Todo sobre Las Pléyades 3: muchos sostienen que la intensa relación de las civilizaciones antiguas con Las Pléyades es porque todos venimos de allí, y que anhelamos la riqueza espiritual que allá se disfruta desde siempre. Por eso se insiste en afirmar que nuestra Madre Tierra va a dar a luz a un nuevo hombre, ungido de una nueva conciencia y un nuevo corazón fraterno y solidario, identificado con la Unidad de donde procede y en comunión con todo el Universo. Privilegio que nuestros antepasados conocían, y por eso sus vínculos con ese sistema. Además, se insiste mucho en que, como todo momento antes del parto, habrá un momento previo de torturante dolor, que todos debemos atravesar.
Lo que no queda claro es si la Tierra entra en el Cinturón de Fotones de Las Pléyades cada 12 mil o cada 26 mil años. Ninguno de los defensores de esta idea expone con claridad qué tipo de radiación produce ese cinturón, se habla del «flujo magnético de la luz», «luz de alta frecuencia invisible», «energía de alta frecuencia», «partículas de fotones» o El Rayo Purificador, pero no dicen qué es lo que veremos, ni cómo se verá el cielo.

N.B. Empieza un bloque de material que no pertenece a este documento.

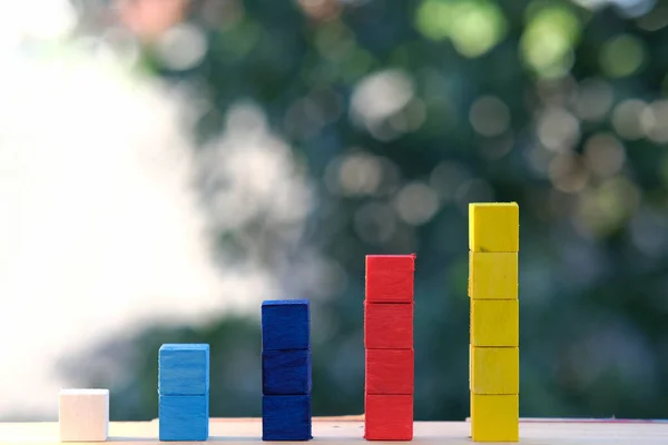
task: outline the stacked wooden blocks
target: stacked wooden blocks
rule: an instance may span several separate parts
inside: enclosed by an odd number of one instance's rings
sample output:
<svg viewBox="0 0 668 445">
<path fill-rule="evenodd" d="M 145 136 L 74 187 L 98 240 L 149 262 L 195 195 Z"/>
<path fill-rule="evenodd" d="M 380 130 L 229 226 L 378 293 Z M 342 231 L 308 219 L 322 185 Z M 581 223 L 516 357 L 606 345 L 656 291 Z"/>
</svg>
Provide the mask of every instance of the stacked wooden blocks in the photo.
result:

Del mismo modo, ninguno de ellos parece ponerse de acuerdo sobre el momento en el sistema solar entrará en el Cinturón de fotones, ya que las fechas varían entre el 2012, 2020 o 2036, ni tampoco se especifica o cuánto tiempo se mantendrá la Tierra dentro de la influencia de su energía poderosa, ya que los autores de estas ideas oscilan entre 30 y 300 años. Tampoco se dice si será un efecto de golpe o progresivo, como sería lo natural, lo cual estaría en concordancia con el paulatino pero sostenido aumento de terremotos y erupciones volcánicas en todo el mundo.
Como quiera, Las Pléyades es un sistema que ha influido muchísimo en la humanidad, al menos culturalmente, aunque ahora se dice que material y espiritualmente, al punto de que nos despojará para siempre de nuestra crueldad, vilezas y vicios, para volver a nuestra comunión con lo que fuimos, nuestros orígenes: ángeles sin alas. Esperaremos, más sentados en la butaca del escepticismo que en la divertida hamaca de la fascinación.